Wright State University has received the largest government contract award for research in its almost 50-year history, an award that could earn up to $42.5 million if the contract runs its intended six years.
This research, “Human-Machine Teaming for Intelligence, Surveillance and Reconnaissance (ISR) Analysis,” calls for a variety of tasks, including user analysis, development for human performance testing facilities, cognitive systems engineering and software design and development.
The research is awarded to the Wright State Applied Research Corporation, the contract administrator for the Wright State Research Institute. WSRI is the applied research arm of Wright State University.
The research will seek innovative concepts that advance the overall mission of the Air Force Research Lab’s Human Analyst Augmentation Branch (711HPW/RHXM) at Wright-Patterson Air Force Base.
Human-Machine Teaming for ISR Analysis will pursue new knowledge that supports AFRL in its daily efforts to develop, test, evaluate and transition integrated human-centric technology solutions in the ISR community. The ultimate goal is to improve the performance of airmen who process, exploit, analyze, produce and disseminate ISR data and information.
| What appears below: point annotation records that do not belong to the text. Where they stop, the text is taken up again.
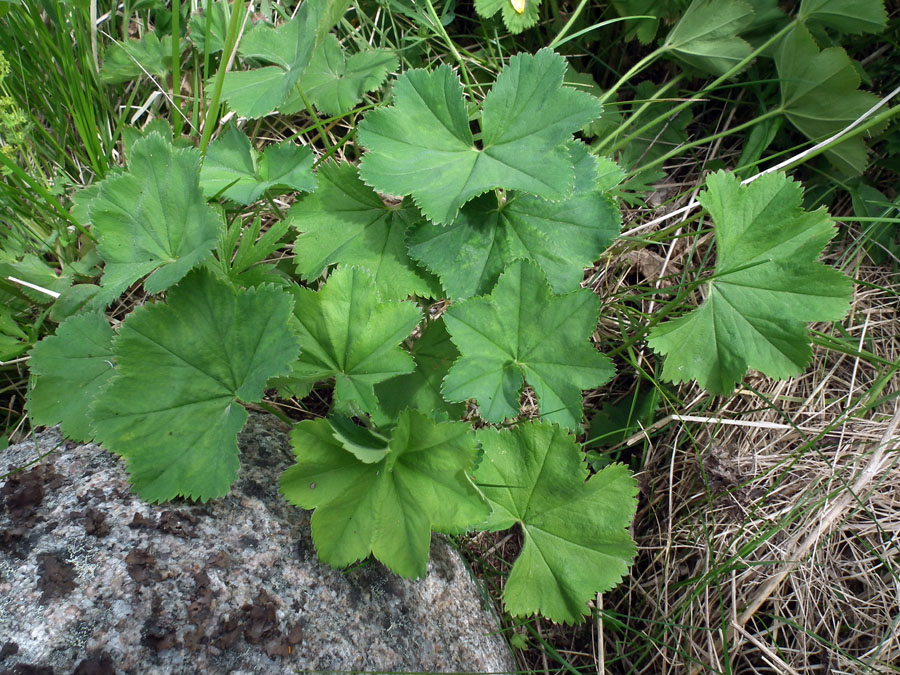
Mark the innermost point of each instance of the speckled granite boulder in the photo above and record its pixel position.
(92, 580)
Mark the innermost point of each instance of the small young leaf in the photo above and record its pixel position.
(434, 353)
(69, 369)
(820, 96)
(255, 93)
(847, 16)
(517, 14)
(562, 237)
(153, 218)
(706, 36)
(387, 508)
(173, 409)
(132, 59)
(232, 170)
(767, 285)
(422, 145)
(346, 332)
(335, 83)
(345, 221)
(576, 530)
(523, 331)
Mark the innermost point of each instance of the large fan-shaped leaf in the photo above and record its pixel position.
(153, 218)
(173, 408)
(345, 221)
(706, 35)
(387, 508)
(231, 168)
(562, 237)
(523, 331)
(767, 285)
(346, 332)
(820, 96)
(422, 145)
(69, 368)
(576, 530)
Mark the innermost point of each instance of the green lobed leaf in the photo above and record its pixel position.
(422, 145)
(575, 530)
(334, 83)
(345, 221)
(387, 508)
(562, 237)
(848, 16)
(517, 14)
(766, 286)
(173, 409)
(255, 93)
(820, 96)
(523, 331)
(348, 333)
(434, 353)
(153, 219)
(706, 36)
(69, 369)
(233, 169)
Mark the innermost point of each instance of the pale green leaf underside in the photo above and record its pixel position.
(562, 237)
(173, 409)
(515, 21)
(153, 218)
(345, 221)
(387, 508)
(422, 145)
(522, 332)
(706, 35)
(231, 168)
(766, 287)
(346, 332)
(820, 96)
(69, 369)
(576, 532)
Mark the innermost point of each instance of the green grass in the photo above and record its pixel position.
(677, 607)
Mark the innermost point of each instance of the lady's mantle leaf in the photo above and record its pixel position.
(576, 530)
(562, 237)
(422, 145)
(345, 221)
(706, 36)
(173, 409)
(231, 168)
(820, 96)
(434, 353)
(767, 285)
(348, 333)
(335, 83)
(387, 508)
(255, 93)
(848, 16)
(153, 217)
(70, 368)
(517, 14)
(523, 331)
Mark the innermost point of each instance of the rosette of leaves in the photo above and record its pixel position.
(766, 285)
(422, 145)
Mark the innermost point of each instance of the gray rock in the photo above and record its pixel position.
(92, 580)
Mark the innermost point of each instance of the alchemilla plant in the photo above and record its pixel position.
(428, 313)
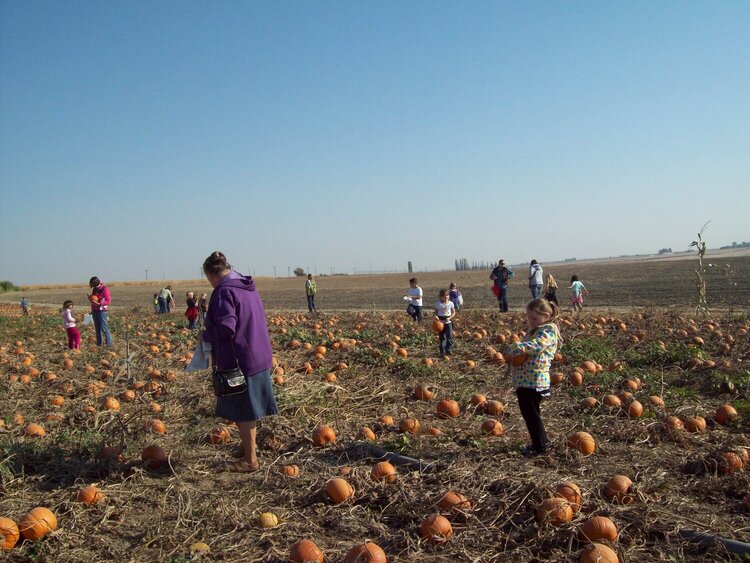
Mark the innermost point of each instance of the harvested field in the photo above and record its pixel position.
(641, 283)
(191, 509)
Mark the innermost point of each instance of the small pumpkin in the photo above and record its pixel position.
(556, 511)
(367, 552)
(90, 495)
(598, 528)
(339, 490)
(384, 472)
(436, 529)
(583, 442)
(323, 435)
(598, 553)
(619, 489)
(306, 551)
“This new award is a pinnacle achievement. I am proud that the institute’s determined group of researchers, program managers and associates have accomplished so much in just a few years,” Wright State President David R. Hopkins said. “The new $42.5 million award underscores how far WSRI has come and how it has positively impacted the state with its research and growth.”
The university launched the Wright State Research Institute in 2007 to increase government and industry-sponsored research dollars in the Dayton region.
“We answered the call to create more opportunity for applied research and advance job creation in Ohio,” Hopkins said. “As a 21st century model of higher education, in which collaboration and experiential learning are essential for the economy, Wright State is uniquely positioned to do that. Today, our talented researchers, aided by outstanding students, continue to raise the academic and research reputation of the university.”
In 2012, under a $7.9 million contract with the U.S. Air Force, the Analyst Test Bed (ATB) was established as a WSRI program. ATB was designed to test innovative processing, exploitation and dissemination technologies and capabilities within a realistic, multi-intelligence analyst environment that is optimized to deliver to the analyst the most information with the least possible workload.
That contract marked a beginning for ATB personnel to work with the Air Force to research measurable improvements in human systems technologies regarding ISR and ISR analysis.
A WSRI team of 10 professional researchers, scientists, Wright State faculty and students will work on the Human Machine Teaming for ISR Analysis contract under the direction of Analyst Test Bed Program Manager George Raihala. The ATB team’s work will be supplemented by subcontractors, many of whom teamed up with WSRI previously.
“RHXM’s collaboration with the Analyst Test Bed is to ensure that the human is considered the central part of any improvement program. Learned knowledge is applied to concept design and development, and then those designs are tested in a simulated analyst environment, which ultimately transitions technology to the warfighter,” said Raihala.
Human analyst augmentation research encompasses science and technology. Technology solutions can range from individual tools that assist humans by automating mundane, repetitive tasks to entirely new workflows that amplify the human capability to perform cognitive work.
“Our ATB team has truly become ‘one team’ with RHXM, together gaining the experience and talent necessary to improve intelligence analyst performance,” Raihala said. “It will be great to continue the momentum we have built together.”
“This contract award to WSRI is crucial to our continued success as an ISR research organization,” said David Shahady, chief of the Human Analyst Augmentation branch. “The work we will be pursuing under the new contract will design, develop, test and deliver critical analysis tools to our airmen.”
The Human Machine Teaming award highlights WSRI’s continuing success.
On March 2, Wright State won a $14 million contract from the Air Force Research Laboratory (AFRL) Sensors Directorate for “Sensing and Information Research Center for Understanding Systems,” or SIRCUS, a program that supports multidisciplinary research in fundamental sensing and sensor exploitation technologies. In June, WSRI’s Remotely Piloted Aircraft program received a $7.5 million extension to its original contract with AFRL that was enacted in 2011.
For Wright State’s researchers, these contracts have a potential ceiling commitment of $64 million, spread over several years, awarded in 2015 alone for collaborative work between WSRI and AFRL.
“The institute’s growth and collaboration with faculty continues to expand in neuroscience, health care, remotely piloted aircraft, human performance/human effectiveness, sensors and of course the Analyst Test Bed,” said Dennis Andersh, executive director of the Wright State Research Institute. “Our success is a culmination of the insitute’s model developed in 2007 and our talented teams, and we are well-positioned to continue that growth.”